Garduño, le directeur de prison qui a militarisé la migration, arrive au ministère de l'Éducation

Dans un geste surprise, Francisco Garduño, tristement célèbre pour ses pas d'oie à l'Institut national des migrations, revient à la politique nationale mexicaine en tant que chef d'un secteur au sein du ministère de l'Éducation publique. L'ancien directeur de prison, qui a militarisé les soins d'immigration au Mexique et a été poursuivi pour la mort de 40 migrants lors de l'incendie d'un refuge à Ciudad Juárez, sera désormais responsable de la Direction générale des centres de formation professionnelle. Là, selon le secrétaire à l'Éducation, Mario Delgado, « leur participation sera fondamentale pour la réforme de l'enseignement secondaire et supérieur en cours avec le baccalauréat national ». Selon Delgado, Garduño, qui a presque 80 ans et qui a dû être judiciairement contraint de s'excuser auprès des proches des 40 défunts, « est un fonctionnaire exemplaire ».

Cet incendie est une tache indélébile sur le palmarès de Garduño. Cela s'est produit en mars 2023 dans un poste d'immigration de Ciudad Juárez, Chihuahua, faisant 40 morts après que 67 hommes ont été enfermés au milieu d'un incendie pour protester contre les conditions à l'intérieur du refuge. Dans les récits des survivants et dans les vidéos de sécurité, on retrouve la même séquence : les responsables de l'Institut et les agents de sécurité privés quittent le bâtiment, sans se retourner, laissant les migrants piégés, sous clé.

11 personnes ont été inculpées pour ce massacre, dont six agents de l'Immigration. L'un d'eux était Garduño. Selon le Bureau du Procureur général de la République, son accusation est due au fait qu'il « a commis des actes délictueux présumés en ne respectant pas ses obligations de protéger et d'assurer la sécurité des personnes et des installations dont il a la charge, favorisant ainsi les crimes commis contre les migrants ». L’enquête a également évoqué « un schéma d’irresponsabilité et d’omissions qui a été réitéré au sein de l’Institut national des migrations ». Selon ce qu'il a publié alors, au cours des neuf voyages qu'il a effectués pour les audiences judiciaires de 2024, il a dépensé un total de 41 millions de pesos.

Malgré cela, Garduño est resté à la tête de l'Institut jusqu'en avril 2025, survivant au changement d'administration. Quelques mois plus tard, il a été légalement contraint de présenter ses excuses aux familles des 40 migrants morts dans l'incendie. « Je vous présente humblement mes excuses profondes et sincères pour les souffrances et les dommages causés », leur a-t-il dit, tout en précisant qu'il le faisait sur ordre de la justice.

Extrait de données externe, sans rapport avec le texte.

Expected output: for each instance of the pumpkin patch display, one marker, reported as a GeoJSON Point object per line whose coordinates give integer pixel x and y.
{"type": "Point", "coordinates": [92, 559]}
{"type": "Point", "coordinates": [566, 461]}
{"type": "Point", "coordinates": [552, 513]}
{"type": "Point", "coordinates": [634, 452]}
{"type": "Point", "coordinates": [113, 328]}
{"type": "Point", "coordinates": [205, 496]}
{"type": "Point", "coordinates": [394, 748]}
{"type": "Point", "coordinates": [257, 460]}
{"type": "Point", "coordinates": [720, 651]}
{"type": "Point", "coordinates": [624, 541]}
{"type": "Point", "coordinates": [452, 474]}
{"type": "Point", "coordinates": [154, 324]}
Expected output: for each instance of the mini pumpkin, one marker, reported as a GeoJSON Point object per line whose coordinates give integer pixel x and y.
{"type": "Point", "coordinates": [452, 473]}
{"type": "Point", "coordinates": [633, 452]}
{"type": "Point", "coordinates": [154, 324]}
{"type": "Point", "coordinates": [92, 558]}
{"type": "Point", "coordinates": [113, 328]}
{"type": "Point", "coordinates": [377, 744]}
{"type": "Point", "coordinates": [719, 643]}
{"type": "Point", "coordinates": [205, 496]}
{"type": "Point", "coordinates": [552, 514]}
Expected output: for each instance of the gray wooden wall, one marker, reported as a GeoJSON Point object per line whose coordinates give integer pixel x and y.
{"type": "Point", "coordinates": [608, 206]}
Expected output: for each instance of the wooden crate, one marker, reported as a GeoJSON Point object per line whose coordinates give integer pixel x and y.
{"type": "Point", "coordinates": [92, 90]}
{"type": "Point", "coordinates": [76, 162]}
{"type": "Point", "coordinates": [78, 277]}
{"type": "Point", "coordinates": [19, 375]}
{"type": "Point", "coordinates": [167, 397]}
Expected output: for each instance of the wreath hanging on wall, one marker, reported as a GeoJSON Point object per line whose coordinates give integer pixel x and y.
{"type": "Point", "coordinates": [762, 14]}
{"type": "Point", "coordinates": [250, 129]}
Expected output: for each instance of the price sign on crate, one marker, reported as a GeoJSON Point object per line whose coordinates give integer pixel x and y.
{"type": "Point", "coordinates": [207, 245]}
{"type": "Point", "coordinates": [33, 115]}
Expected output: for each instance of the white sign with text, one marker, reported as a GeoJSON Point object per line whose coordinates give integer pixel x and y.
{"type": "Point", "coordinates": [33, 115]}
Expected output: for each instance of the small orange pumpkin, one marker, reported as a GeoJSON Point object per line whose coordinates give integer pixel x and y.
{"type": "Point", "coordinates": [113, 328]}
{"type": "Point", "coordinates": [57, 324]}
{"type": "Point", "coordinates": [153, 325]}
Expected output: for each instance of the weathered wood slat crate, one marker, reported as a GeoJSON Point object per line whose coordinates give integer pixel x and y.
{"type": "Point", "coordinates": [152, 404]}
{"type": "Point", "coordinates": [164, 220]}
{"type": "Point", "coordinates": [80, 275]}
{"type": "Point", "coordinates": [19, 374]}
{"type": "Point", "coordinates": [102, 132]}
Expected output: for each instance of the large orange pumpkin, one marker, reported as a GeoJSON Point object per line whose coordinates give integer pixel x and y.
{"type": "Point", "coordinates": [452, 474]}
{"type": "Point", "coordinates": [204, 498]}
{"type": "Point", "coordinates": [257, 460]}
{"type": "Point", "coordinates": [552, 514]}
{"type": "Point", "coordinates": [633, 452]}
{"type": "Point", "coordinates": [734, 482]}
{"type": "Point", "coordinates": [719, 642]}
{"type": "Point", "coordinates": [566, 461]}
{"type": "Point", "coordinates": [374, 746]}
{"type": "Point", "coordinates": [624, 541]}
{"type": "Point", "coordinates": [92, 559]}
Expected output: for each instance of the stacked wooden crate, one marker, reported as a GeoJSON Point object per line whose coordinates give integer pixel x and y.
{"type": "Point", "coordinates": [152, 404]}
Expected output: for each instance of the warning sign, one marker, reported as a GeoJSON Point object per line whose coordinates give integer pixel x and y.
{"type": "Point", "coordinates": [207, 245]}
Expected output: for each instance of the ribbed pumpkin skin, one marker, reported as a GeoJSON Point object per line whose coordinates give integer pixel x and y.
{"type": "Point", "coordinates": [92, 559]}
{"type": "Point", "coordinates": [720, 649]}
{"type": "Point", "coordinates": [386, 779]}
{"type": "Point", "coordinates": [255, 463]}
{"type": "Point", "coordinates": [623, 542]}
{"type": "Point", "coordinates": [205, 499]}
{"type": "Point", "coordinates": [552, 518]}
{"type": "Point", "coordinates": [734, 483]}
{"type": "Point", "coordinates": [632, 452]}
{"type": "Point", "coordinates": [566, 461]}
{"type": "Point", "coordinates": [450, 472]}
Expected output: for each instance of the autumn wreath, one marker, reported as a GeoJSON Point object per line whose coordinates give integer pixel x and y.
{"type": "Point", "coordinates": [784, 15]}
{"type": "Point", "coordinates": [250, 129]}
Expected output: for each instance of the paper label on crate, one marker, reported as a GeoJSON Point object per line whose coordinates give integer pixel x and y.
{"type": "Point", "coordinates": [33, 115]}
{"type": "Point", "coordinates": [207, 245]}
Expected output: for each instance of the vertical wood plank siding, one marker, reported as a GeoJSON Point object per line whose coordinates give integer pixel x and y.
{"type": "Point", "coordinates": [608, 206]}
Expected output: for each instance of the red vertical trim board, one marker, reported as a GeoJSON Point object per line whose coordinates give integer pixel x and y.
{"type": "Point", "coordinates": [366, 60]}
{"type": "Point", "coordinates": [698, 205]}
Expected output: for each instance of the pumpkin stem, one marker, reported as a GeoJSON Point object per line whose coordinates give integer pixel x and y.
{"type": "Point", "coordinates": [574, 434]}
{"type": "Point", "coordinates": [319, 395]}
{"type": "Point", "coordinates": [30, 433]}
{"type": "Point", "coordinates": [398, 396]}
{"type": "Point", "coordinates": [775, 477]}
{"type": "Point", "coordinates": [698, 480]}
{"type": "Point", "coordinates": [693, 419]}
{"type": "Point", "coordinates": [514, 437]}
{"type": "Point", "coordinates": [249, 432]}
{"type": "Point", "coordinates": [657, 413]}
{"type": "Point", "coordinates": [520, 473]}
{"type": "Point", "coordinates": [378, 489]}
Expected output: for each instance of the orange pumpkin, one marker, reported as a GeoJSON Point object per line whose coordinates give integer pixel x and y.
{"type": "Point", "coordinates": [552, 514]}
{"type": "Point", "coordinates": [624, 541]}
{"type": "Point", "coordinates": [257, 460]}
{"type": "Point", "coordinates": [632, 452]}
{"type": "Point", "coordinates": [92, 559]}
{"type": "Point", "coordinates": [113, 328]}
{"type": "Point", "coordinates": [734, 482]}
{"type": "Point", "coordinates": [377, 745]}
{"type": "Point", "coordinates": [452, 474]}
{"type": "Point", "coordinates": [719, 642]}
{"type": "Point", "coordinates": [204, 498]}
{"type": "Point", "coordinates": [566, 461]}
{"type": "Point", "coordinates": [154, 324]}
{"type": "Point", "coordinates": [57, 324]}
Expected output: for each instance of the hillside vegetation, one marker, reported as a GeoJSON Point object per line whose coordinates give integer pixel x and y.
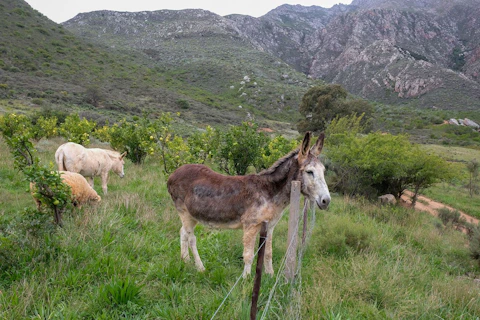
{"type": "Point", "coordinates": [45, 65]}
{"type": "Point", "coordinates": [362, 261]}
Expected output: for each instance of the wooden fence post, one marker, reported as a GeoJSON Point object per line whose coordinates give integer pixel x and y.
{"type": "Point", "coordinates": [291, 261]}
{"type": "Point", "coordinates": [306, 204]}
{"type": "Point", "coordinates": [258, 271]}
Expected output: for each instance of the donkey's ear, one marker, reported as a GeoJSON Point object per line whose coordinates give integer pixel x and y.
{"type": "Point", "coordinates": [302, 154]}
{"type": "Point", "coordinates": [317, 148]}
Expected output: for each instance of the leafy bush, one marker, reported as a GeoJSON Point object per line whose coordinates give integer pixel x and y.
{"type": "Point", "coordinates": [382, 163]}
{"type": "Point", "coordinates": [49, 188]}
{"type": "Point", "coordinates": [275, 149]}
{"type": "Point", "coordinates": [241, 147]}
{"type": "Point", "coordinates": [474, 245]}
{"type": "Point", "coordinates": [77, 130]}
{"type": "Point", "coordinates": [45, 128]}
{"type": "Point", "coordinates": [448, 216]}
{"type": "Point", "coordinates": [204, 145]}
{"type": "Point", "coordinates": [136, 137]}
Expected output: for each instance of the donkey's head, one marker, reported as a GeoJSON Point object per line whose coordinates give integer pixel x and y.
{"type": "Point", "coordinates": [312, 172]}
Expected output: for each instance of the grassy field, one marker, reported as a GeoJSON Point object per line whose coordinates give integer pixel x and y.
{"type": "Point", "coordinates": [121, 259]}
{"type": "Point", "coordinates": [455, 194]}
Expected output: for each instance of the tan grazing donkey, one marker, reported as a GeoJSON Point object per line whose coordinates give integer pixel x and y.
{"type": "Point", "coordinates": [202, 195]}
{"type": "Point", "coordinates": [89, 162]}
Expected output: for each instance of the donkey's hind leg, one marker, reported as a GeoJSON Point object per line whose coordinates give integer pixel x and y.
{"type": "Point", "coordinates": [188, 239]}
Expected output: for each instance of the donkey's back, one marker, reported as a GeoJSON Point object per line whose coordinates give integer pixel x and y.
{"type": "Point", "coordinates": [210, 197]}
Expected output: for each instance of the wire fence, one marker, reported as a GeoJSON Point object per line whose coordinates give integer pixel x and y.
{"type": "Point", "coordinates": [284, 298]}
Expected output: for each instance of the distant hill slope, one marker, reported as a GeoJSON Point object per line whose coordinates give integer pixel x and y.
{"type": "Point", "coordinates": [211, 80]}
{"type": "Point", "coordinates": [423, 52]}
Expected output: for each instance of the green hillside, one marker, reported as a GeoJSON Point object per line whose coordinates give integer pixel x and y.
{"type": "Point", "coordinates": [361, 262]}
{"type": "Point", "coordinates": [45, 65]}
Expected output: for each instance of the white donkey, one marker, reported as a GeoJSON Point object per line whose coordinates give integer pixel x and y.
{"type": "Point", "coordinates": [89, 162]}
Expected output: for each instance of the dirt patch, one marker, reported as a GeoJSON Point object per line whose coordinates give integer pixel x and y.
{"type": "Point", "coordinates": [428, 205]}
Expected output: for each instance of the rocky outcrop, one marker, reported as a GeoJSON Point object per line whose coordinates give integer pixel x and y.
{"type": "Point", "coordinates": [385, 50]}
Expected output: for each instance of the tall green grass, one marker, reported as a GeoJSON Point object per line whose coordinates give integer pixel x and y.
{"type": "Point", "coordinates": [121, 259]}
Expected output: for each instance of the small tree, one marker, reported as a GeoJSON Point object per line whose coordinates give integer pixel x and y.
{"type": "Point", "coordinates": [322, 104]}
{"type": "Point", "coordinates": [137, 137]}
{"type": "Point", "coordinates": [204, 145]}
{"type": "Point", "coordinates": [49, 188]}
{"type": "Point", "coordinates": [376, 164]}
{"type": "Point", "coordinates": [241, 147]}
{"type": "Point", "coordinates": [473, 167]}
{"type": "Point", "coordinates": [77, 130]}
{"type": "Point", "coordinates": [93, 96]}
{"type": "Point", "coordinates": [275, 149]}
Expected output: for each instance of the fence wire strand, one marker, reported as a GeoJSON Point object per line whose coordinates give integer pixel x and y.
{"type": "Point", "coordinates": [293, 309]}
{"type": "Point", "coordinates": [238, 280]}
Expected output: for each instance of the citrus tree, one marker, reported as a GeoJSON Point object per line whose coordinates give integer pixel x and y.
{"type": "Point", "coordinates": [48, 187]}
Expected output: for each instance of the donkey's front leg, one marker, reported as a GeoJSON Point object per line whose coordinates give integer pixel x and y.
{"type": "Point", "coordinates": [104, 182]}
{"type": "Point", "coordinates": [249, 236]}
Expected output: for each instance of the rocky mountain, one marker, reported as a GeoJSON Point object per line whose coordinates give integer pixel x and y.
{"type": "Point", "coordinates": [422, 52]}
{"type": "Point", "coordinates": [193, 62]}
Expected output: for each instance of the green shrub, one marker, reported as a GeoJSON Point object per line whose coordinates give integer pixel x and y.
{"type": "Point", "coordinates": [137, 137]}
{"type": "Point", "coordinates": [474, 244]}
{"type": "Point", "coordinates": [183, 104]}
{"type": "Point", "coordinates": [204, 145]}
{"type": "Point", "coordinates": [45, 128]}
{"type": "Point", "coordinates": [77, 130]}
{"type": "Point", "coordinates": [448, 216]}
{"type": "Point", "coordinates": [275, 149]}
{"type": "Point", "coordinates": [241, 147]}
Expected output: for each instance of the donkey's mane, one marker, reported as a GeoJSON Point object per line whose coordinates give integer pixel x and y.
{"type": "Point", "coordinates": [279, 163]}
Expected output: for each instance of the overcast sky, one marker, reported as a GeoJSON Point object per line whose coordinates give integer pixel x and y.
{"type": "Point", "coordinates": [63, 10]}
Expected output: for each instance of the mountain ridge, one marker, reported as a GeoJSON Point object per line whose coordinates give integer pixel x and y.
{"type": "Point", "coordinates": [382, 50]}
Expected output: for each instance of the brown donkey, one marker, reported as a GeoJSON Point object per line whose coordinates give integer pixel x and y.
{"type": "Point", "coordinates": [220, 201]}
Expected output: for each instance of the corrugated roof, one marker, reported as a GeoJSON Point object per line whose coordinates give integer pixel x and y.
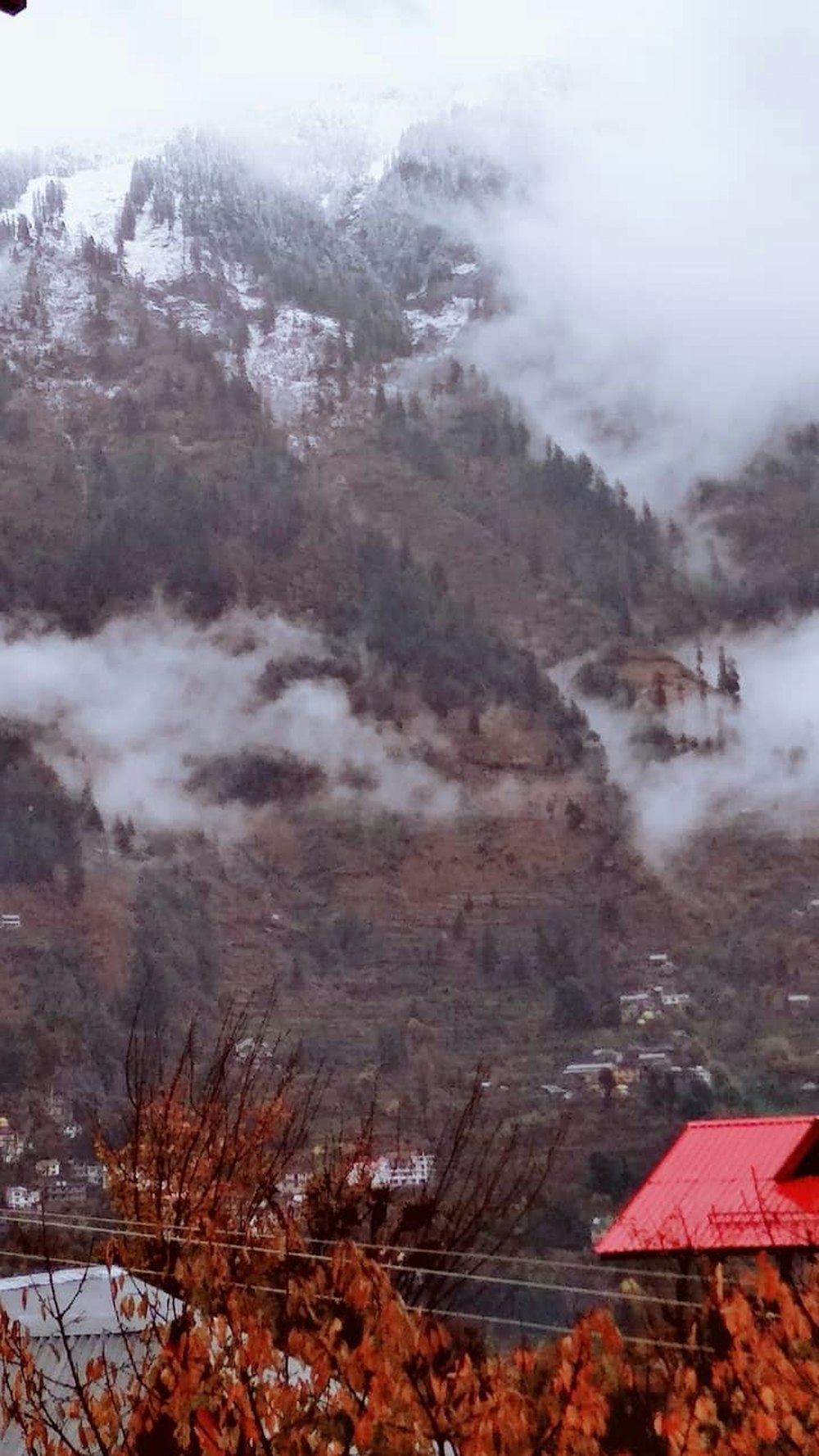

Garduño, fondateur de Morena et proche collaborateur d'Andrés Manuel López Obrador depuis 2000, a pris la direction de l'Institut national des migrations en juin 2019. Il avait dirigé les prisons mexicaines et avait une mission : faire de l'immigration le mur avec lequel le gouvernement de López Obrador pourrait satisfaire les États-Unis. Le président Donald Trump, alors dans son premier mandat, avait menacé d'imposer des droits de douane si le Mexique n'arrêtait pas les étrangers avant qu'ils ne franchissent sa frontière, envoyant ainsi la politique d'immigration du Mexique dans un virage copernicien.

Sous son mandat, la militarisation de l’Institut était proposée comme remède. Si avant les accords avec Trump, il y avait moins de 9 000 militaires affectés aux tâches d’immigration, d’ici 2022, il y aura plus de 40 000 éléments militaires et de la Garde nationale dans ces tâches. En juin 2024, sur les 32 titulaires de charges d'État, au moins 15 fonctions étaient dirigées par du personnel militairement formé, notamment des généraux de brigade, des généraux d'escadre et des contre-amiraux de la Marine. Une grande partie des stations migratoires se retrouvèrent également sous commandement militaire. Tout cela dans un contexte de record absolu d’arrestations de migrants au Mexique, qui est passé de 180 000 en 2019 à 1 200 000 personnes en 2024.

Le rapport de la Fondation pour la Justice affirme que « cette thésaurisation du personnel militaire a non seulement transformé la structure de l’Institut national des migrations, mais a également inculqué une culture militariste au sein de l’institution ». « L’approche disciplinaire, hiérarchique et répressive qui caractérise les forces armées a imprégné la gestion de l’immigration », disent-ils, « ce qui a accru les violations des droits humains des migrants, notamment lors des opérations de contrôle de l’immigration et de privation de liberté ».